宮城県の鬼首(おにこうべ)高原を流れる東北屈指の人気フィールド・荒雄川。
シーズン中には対象魚が異なる2種類のC&R区間が設定され、コンディションの良い大型魚が釣れることから、東北だけでなく首都圏からやってくるフライマンも多い。下流側のA区間はニジマス。上流側に設定されるB区間はヤマメとイワナのフィールドだ。
このうちA区間は、他の区間が禁漁となっている10月1日から11月30日までの期間、「特別遊魚区域」として毎年開放されている。
禁漁期間にフライフィッシングを楽しめる数少ない自然河川のひとつだ。

2014年のレギュレーションは、区間最下流部のみエサ釣り区間で、残りはルアー・フライ区間。全区間がC&Rとなっている。対象魚はニジマスだ。
ニジマスは堰堤下に
フィールドの雰囲気は渓流というよりも、本流的という感じなのだが、減水気味の日が多くなる10月の流れは、写真で見る印象よりも実際には浅い箇所が多い。遡行にはさほど苦労せずに済む。
荒雄川に限った話ではないが、この時期にドライフライに反応してくれるニジマスは、流れのどこにでもいるわけではない。ニジマスのついているポイントを見つけることが釣果を左右する大きな要因となるのだ。

取材は2014年9月。
荒雄川は、ゆったりフラットなトロ瀬が、広い川幅いっぱいに流れている箇所が多いが、この日はそうしたポイントにニジマスの姿は見当たらなかった。
荒雄川のC&R区間内では低い堰堤が次々に姿を現すのだが、ニジマスはその堰堤下流側、流れのスジがハッキリしていて水深もあるポイントに集まっていたのだ。
この日は薄曇り。時折小雨がぱらつく。午前8時の水温は13度。適水温。ドライフライでのフライフィッシングには悪くない条件で期待していいはずだ。
ティペットには大きめのフライが結ばれている。大型魚は大きめのフライに出てくるだろう、という狙いだ。
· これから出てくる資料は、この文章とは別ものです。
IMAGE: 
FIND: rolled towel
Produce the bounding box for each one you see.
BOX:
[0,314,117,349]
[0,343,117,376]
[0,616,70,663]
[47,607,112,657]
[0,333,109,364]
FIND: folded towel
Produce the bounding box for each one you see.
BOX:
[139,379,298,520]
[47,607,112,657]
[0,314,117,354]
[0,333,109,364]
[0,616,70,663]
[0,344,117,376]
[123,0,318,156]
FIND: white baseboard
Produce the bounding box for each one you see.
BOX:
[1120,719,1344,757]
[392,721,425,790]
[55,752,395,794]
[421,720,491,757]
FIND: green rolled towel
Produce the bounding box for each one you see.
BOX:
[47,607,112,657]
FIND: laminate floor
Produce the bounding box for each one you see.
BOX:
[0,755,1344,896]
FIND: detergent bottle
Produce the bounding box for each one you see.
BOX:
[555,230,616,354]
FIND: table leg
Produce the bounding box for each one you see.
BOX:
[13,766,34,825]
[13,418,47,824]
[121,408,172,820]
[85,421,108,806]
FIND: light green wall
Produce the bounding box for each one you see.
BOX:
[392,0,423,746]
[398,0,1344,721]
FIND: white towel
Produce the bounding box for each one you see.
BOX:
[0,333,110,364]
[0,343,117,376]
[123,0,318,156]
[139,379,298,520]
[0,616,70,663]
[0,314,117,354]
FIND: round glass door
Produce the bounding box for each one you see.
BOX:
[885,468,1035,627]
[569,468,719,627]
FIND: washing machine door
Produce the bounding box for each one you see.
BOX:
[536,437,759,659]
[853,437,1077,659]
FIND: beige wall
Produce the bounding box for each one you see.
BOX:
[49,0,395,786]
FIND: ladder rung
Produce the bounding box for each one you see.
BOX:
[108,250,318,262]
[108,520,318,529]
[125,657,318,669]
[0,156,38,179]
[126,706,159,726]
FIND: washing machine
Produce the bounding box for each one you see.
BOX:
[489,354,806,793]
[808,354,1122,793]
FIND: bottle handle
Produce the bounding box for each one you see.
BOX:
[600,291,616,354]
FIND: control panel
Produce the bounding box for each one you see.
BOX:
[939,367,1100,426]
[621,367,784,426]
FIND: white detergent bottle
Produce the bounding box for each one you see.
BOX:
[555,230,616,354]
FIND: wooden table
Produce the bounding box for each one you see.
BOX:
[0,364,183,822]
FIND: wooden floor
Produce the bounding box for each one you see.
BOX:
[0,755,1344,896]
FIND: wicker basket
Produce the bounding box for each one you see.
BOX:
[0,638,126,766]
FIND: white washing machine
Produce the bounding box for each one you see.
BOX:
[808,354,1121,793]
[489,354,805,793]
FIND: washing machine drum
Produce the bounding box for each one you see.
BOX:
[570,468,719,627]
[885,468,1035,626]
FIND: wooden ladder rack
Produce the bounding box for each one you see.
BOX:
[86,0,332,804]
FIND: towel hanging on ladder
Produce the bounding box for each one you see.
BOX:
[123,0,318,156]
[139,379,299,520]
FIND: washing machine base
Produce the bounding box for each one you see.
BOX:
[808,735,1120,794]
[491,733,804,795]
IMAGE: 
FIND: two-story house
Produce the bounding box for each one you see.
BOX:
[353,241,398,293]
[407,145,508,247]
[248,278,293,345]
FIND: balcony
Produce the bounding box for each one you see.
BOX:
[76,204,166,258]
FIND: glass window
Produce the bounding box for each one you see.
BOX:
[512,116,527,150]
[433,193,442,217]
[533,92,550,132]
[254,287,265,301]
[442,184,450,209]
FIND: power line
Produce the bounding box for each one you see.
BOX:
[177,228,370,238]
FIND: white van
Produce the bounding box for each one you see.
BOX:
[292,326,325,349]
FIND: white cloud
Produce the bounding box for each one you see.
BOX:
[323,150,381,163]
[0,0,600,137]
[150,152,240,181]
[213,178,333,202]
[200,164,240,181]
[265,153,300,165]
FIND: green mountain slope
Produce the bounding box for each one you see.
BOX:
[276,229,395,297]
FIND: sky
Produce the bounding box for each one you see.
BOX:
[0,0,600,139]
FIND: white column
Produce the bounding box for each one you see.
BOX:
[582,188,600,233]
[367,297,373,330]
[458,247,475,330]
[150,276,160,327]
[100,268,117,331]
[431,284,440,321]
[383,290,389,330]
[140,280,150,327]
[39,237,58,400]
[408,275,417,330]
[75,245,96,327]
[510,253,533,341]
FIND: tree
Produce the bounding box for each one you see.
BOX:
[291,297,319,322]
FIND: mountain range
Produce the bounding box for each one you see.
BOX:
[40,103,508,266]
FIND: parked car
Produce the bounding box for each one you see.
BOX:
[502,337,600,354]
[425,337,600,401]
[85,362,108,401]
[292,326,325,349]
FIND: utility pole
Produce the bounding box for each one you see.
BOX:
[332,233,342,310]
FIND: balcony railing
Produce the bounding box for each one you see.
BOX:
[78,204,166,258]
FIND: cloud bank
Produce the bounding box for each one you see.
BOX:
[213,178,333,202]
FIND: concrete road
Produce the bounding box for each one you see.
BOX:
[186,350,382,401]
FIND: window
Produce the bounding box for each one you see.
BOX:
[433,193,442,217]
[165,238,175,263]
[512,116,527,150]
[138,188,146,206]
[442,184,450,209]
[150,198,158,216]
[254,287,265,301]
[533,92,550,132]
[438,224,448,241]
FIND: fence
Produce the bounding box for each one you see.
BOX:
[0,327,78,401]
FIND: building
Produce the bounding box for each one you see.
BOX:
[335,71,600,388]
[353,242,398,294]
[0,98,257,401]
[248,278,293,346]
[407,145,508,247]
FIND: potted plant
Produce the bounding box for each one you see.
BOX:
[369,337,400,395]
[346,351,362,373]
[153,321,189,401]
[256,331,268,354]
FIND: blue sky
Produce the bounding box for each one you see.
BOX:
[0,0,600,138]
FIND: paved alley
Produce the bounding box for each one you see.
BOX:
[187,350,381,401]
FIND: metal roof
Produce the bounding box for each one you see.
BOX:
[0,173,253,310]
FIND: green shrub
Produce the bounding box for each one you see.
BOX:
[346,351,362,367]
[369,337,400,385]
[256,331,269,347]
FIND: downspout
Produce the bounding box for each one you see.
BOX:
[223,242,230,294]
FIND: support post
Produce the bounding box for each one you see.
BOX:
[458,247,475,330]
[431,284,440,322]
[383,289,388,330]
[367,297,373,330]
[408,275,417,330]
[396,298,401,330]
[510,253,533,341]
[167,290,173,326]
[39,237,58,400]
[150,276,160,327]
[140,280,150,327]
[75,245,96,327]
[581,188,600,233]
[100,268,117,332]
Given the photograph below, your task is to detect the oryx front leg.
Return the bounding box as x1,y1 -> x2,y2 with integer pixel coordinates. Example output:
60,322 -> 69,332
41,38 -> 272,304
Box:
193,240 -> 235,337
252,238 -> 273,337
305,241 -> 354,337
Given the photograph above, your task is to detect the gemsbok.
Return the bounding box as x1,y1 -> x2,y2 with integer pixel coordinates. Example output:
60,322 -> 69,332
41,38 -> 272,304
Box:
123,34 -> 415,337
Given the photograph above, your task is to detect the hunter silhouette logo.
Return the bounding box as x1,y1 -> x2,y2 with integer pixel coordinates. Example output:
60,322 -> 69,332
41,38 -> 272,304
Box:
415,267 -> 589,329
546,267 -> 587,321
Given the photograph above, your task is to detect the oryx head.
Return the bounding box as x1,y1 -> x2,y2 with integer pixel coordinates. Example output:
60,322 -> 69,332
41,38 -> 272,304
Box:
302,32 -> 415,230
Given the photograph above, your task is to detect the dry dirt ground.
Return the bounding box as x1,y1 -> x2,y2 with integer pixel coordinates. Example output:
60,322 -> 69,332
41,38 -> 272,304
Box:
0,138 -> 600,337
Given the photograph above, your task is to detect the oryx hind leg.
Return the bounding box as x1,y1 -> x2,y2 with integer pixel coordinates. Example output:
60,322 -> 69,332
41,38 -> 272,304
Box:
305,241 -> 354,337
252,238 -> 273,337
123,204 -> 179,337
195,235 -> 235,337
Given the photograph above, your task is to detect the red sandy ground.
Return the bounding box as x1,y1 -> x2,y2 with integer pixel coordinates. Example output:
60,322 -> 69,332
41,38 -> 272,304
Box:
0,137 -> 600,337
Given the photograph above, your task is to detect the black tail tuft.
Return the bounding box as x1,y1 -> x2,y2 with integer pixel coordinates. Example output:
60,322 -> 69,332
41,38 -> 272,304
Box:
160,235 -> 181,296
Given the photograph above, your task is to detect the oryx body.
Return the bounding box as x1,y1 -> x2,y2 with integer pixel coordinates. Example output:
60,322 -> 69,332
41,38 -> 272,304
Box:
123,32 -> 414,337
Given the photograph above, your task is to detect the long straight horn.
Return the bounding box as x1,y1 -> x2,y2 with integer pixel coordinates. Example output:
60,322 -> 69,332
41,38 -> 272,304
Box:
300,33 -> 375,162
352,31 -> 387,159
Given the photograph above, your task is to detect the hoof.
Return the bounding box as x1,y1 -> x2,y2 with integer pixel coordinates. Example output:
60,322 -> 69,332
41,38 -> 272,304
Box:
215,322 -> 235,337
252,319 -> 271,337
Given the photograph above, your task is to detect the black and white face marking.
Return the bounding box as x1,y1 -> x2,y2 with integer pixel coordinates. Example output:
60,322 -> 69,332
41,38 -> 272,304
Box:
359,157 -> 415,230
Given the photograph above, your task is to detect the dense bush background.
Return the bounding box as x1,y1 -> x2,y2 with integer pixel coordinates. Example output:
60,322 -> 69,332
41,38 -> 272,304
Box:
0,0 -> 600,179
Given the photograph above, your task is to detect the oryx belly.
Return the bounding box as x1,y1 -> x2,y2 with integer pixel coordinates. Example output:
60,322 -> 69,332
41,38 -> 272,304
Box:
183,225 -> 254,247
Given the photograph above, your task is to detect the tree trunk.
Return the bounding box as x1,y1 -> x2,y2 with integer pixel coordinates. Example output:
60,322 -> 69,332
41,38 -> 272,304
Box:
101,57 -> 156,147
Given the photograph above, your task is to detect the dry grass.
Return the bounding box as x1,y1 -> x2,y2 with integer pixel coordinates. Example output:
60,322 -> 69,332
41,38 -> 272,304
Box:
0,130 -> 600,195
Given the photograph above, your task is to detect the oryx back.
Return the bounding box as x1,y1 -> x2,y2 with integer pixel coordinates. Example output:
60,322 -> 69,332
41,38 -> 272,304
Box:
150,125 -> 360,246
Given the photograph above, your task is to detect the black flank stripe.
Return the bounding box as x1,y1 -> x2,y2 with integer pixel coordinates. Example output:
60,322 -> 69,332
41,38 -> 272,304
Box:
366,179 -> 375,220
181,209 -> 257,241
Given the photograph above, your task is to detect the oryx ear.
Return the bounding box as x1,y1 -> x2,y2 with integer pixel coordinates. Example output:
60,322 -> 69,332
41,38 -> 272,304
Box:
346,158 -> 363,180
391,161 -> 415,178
ところがこの日のニジマスは、大き目のドライフライに反応することはただの一度もなかった。
#18のフライに入れ食い
気を取り直してあたりを観察すると、流下こそ確認できないもののミッジに混じって小型のメイフライが飛んでいる。
フライを#18、ストリップドピーコックを使ったクイルボディのフローティングニンフに交換して仕切り直し。
するとどうだろう。今度は、グッドサイズのニジマスが次々にフライに飛び出してくるのだ。中には遠目の位置から横飛びでジャンプしながらフライに喰い付いてくるヤツさえいる。入れ食い状態といっていい。

試しにフライを#18の羽アリパターンに交換してみるが、やはり入れ食い。
#14では完璧に無視される。#16にも反応は渋い。
だが#18以下であれば、パターンを問わずにニジマスは驚くほどの反応を見せてくれた。
この日の荒雄川のニジマスは、フライのシルエットや色ではなく、サイズによって明確に異なる反応を見せたのだ。
正直、フックサイズの違いだけでこれだけ結果に差が出るとは思わなかった。人気フィールド・荒雄川のニジマスならではのことかも知れない。C&Rで何度も痛い思いをしてきた彼らは、フライに対して非常にセレクティブになっているのだろう。

しかし一方で荒雄川では、先行者の存在をあまり気にする必要がないこともわかった。
自分自身が奥まで立ち込んで散々叩いたそのポイントから、フライ交換をするだけでニジマスは入れ食いになったのだから。
写真のニジマスはこの川ではアベレージサイズだが、30cmはゆうに超える。太い流れに鍛えられた魚体はパワフルだ。
この魚には下流に走られてしまい、ようやくランディングできたのは、フッキングさせた位置から30m以上も下流だった。